The Company has concluded a seven years time charter for the vessel with a major car carrier operator and logistics company, publicly listed in Asia and rated BBB+ by S&P. The charter contract for the vessel will add about USD 60 million to the Company’s revenue backlog.
The acquisition will have considerable positive effect on the Company’s earnings and cash flow and the vessel is estimated to generate approx. USD 6.3 million EBITDA during the first 12 months of operation.
The Company has retained DNB Markets, RS Platou Markets AS, and SEB Enskilda, as Joint Lead Managers and Joint Bookrunners (collectively referred to as the “Managers”) to advise on and effectuate a private placement of new shares directed towards Norwegian investors and international institutional investors (the “Private Placement”).
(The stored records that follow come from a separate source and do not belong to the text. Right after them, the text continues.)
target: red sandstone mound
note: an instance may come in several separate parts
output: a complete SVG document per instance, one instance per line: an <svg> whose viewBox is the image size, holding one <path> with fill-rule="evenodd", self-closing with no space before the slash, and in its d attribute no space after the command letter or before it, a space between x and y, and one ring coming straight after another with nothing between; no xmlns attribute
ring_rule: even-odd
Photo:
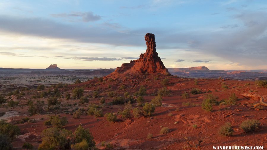
<svg viewBox="0 0 267 150"><path fill-rule="evenodd" d="M129 63L122 64L121 67L117 67L115 71L108 77L123 74L136 74L147 72L170 75L156 51L155 36L152 34L147 33L144 37L147 46L146 52L141 54L137 60L131 60Z"/></svg>

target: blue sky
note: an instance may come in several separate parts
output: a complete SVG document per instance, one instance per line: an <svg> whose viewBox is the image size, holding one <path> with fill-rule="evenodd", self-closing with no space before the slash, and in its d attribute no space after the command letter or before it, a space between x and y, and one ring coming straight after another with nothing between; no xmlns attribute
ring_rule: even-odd
<svg viewBox="0 0 267 150"><path fill-rule="evenodd" d="M115 68L155 35L165 66L267 69L260 0L0 1L0 67Z"/></svg>

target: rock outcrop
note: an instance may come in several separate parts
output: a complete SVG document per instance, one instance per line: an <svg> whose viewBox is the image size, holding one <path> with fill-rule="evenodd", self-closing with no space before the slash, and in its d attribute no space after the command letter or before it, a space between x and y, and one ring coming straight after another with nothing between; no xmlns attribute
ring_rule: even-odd
<svg viewBox="0 0 267 150"><path fill-rule="evenodd" d="M170 75L156 51L155 35L152 34L147 33L144 38L147 46L146 52L141 54L139 59L137 60L131 60L129 63L122 64L121 67L117 67L115 71L109 76L118 74L147 72Z"/></svg>

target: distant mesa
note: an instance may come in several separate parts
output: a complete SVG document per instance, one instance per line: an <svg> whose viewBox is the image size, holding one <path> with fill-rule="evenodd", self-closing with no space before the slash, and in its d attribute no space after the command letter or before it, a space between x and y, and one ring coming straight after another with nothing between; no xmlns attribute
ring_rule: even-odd
<svg viewBox="0 0 267 150"><path fill-rule="evenodd" d="M108 77L125 74L158 73L166 75L171 74L160 58L158 56L158 53L156 51L155 36L152 34L147 33L144 38L147 46L146 52L141 54L138 59L122 64L121 67L117 67Z"/></svg>
<svg viewBox="0 0 267 150"><path fill-rule="evenodd" d="M50 64L49 67L46 68L47 69L60 69L57 66L57 64Z"/></svg>

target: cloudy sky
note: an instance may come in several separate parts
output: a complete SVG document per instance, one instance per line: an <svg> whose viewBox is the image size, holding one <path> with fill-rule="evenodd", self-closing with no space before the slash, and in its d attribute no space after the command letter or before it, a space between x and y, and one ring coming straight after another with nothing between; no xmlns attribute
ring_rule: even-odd
<svg viewBox="0 0 267 150"><path fill-rule="evenodd" d="M155 35L165 66L267 69L266 0L0 1L0 67L115 68Z"/></svg>

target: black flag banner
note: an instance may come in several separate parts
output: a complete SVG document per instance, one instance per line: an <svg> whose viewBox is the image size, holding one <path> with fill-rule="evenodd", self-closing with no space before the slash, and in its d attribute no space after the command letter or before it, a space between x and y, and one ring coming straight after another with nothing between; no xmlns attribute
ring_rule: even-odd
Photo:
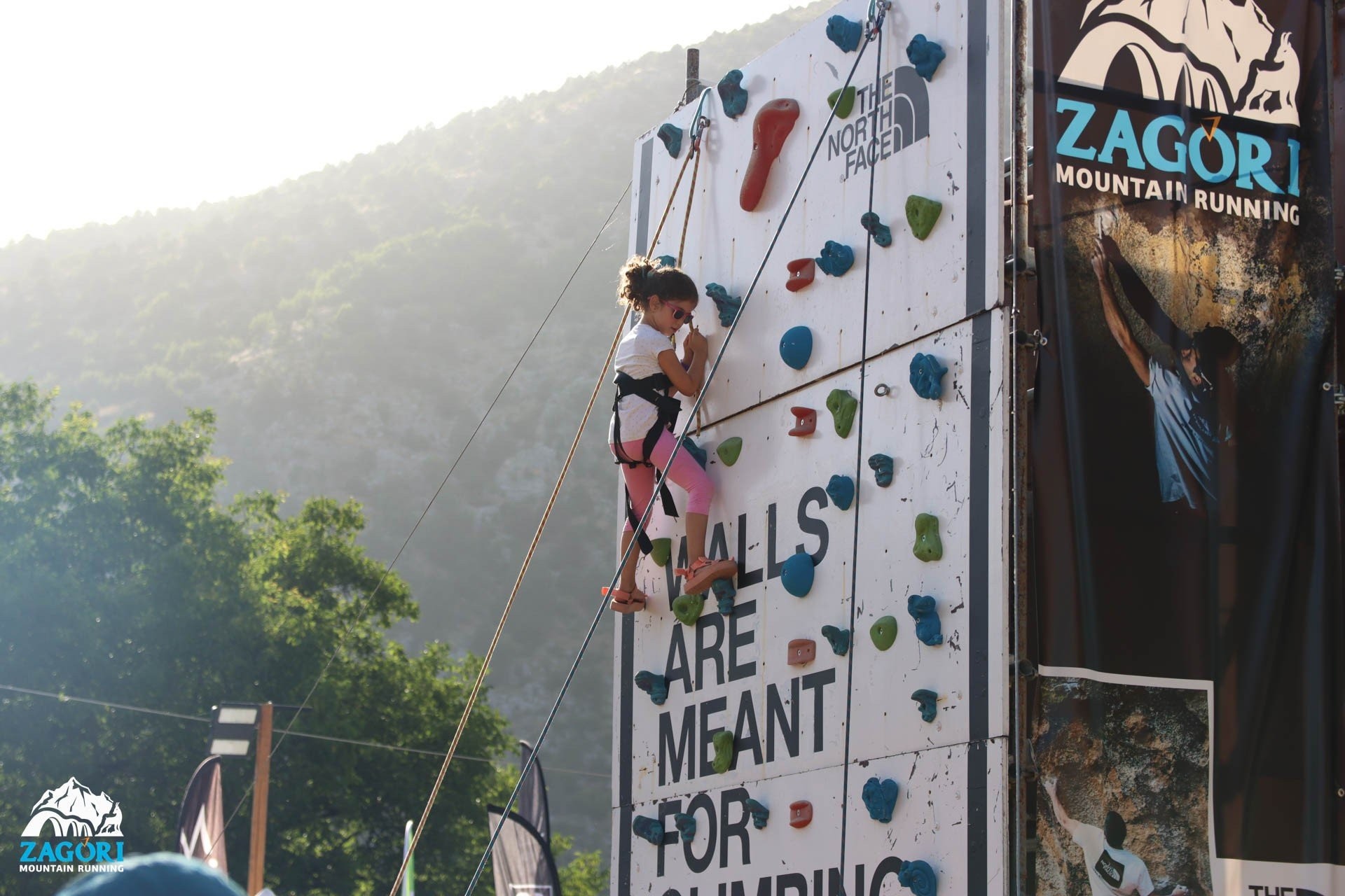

Current leading shareholders including Klaveness Ship Investments AS and Wilhelmsen Lines Shipowning AS have pre-committed to subscribe in the Private Placement.
The gross proceeds of the contemplated Private Placement will be minimum NOK 80 million and maximum NOK 100 million through an issue of minimum 43.2 million and maximum 54.1 million new ordinary shares. The order price is NOK 1.85 per share. The net proceeds from the Private Placement will be used to part finance the equity portion of the abovementioned acquisition.
The minimum order in the Private Placement has been set to the NOK equivalent of EUR 100,000.
The application period commences 30 October 2012 at 09:15 CET and will close on 31 October 2012 at 08:30 CET. The Company may, however, at any time resolve to close or extend the application period at its own discretion.
The private placement will be in accordance with the power of attorney given to the Board at the Ordinary General Meeting on 7 June 2012 to increase the Company’s share capital with up to NOK 100 million.
A Listing Prospectus will be prepared in connection with the listing of the new shares on Oslo Stock Exchange. The new shares to be issued will not be tradable until the Listing Prospectus has been approved by the Norwegian FSA. Subscribers in the Private Placement may however, receive settlement by way of already issued and tradable shares made available through an arrangement with certain existing shareholders.